Developing an accurate correlation for estimating heat generation rate by an 18650 lithium iron phosphate cell through a machine learning model trained on experimental measurements

Accurate prediction of heat generation rate (HGR) in lithium-ion batteries is critical for ensuring thermal safety and performance in electric vehicles (EVs). This study presents a machine learning (ML)-based approach for estimating HGR of an LFP-cell using experimentally measured data from an isothermal battery calorimeter. Data spans a wide range of operating conditions—discharge rates from 0.5C to 6C and ambient temperatures from 10 °C to 60 °C. Key input features include C-rate, current, DOD, and temperature. Three ML models—Feedforward Neural Network (FNN), Long Short-Term Memory (LSTM), and Support Vector Machine (SVM)—are developed and compared. Among them, SVM demonstrates the highest accuracy, achieving a mean absolute error (MAE) of 0.0063, root mean square error (RMSE) of 0.0112, and R2 of 0.9994. Furthermore, a compact and accurate correlation for HGR prediction is developed using the best performing SVM model under diverse operating conditions.
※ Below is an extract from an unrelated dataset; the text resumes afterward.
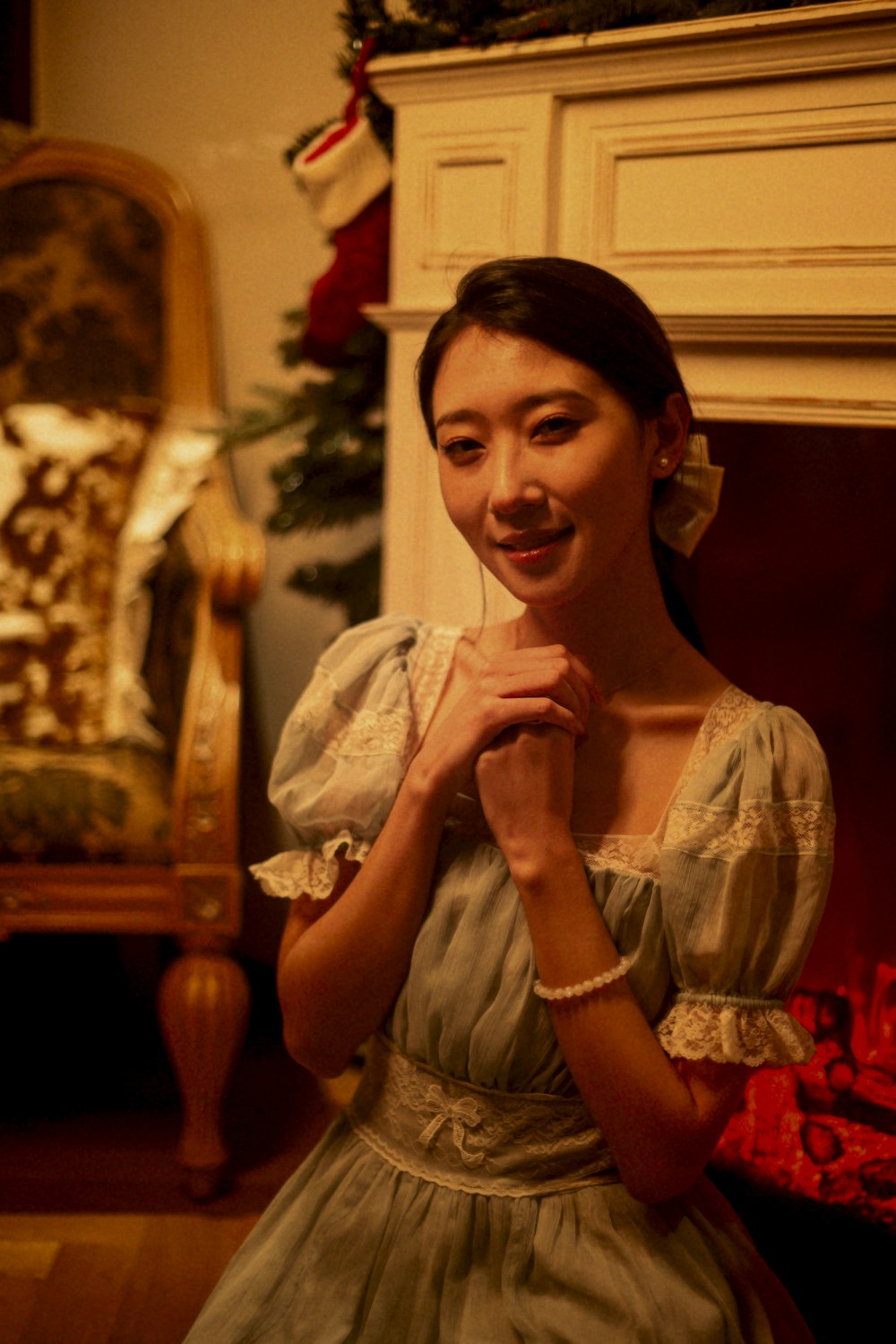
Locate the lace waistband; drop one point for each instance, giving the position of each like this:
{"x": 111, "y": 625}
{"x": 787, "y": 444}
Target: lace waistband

To enhance interpretability and reduce complexity, symbolic regression is applied using the AI-based PySR framework. The final correlation is expressed as a function of C-rate, current, DOD, and temperature. It reliably estimates HGR across 10 °C-60 °C and 0.5C–6C. The proposed correlation enables fast and reliable HGR estimation under different operating conditions, supporting real-time thermal management of EVs.